I stared at those mountains, so beautiful in their own monstrous way, and couldn’t help but picture the Dragao living within them. Another shiver claimed me. As I thought of those humanlike men, the feeling of being watched intensified.

I’d never seen an actual Dragao, but the stories I’d heard, the accounts from the elders who had, were enough to make me feel like I’d experienced their presence firsthand.

Triple the height and weight of a human man.

Fangs.

Claws.

Vicious and dangerous.

Territorial.

Completely and utterly barbaric and primordial.

We were taught to forever fear these males, that they wouldn’t hesitate to tear us limb from limb at first glance. Although no one ever questioned the Dragaos’ viciousness, we all assumed these facts had been passed down from elder to elder.

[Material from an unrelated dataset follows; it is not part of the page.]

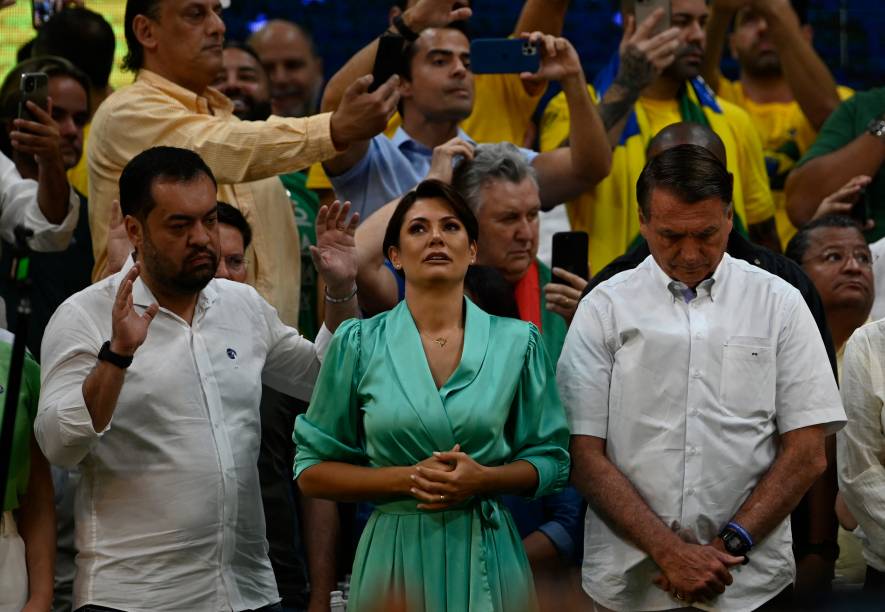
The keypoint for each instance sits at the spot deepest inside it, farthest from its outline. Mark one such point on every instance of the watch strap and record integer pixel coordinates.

We assumed there was truth in these words.

But for all the fear the elders put in us about the Dragao, we never saw them. For how territorial and dangerous they were, they stayed in their mountain dwellings and let us live in peace. So I always wondered how dangerous they could be if they never attacked us.

I always wondered, Do they even exist if we never see them?

I tore my gaze from those bloodred and obsidian mountains and let my gaze scan over the acres of land that stretched out for as far as I could see. This year’s crops were horrendous, with the Scorch coming on full force. The red-hued soil was darkening, seeming more and more like blood as the days passed. Once the Scorch hit the ground, it would darken so much it would be almost black.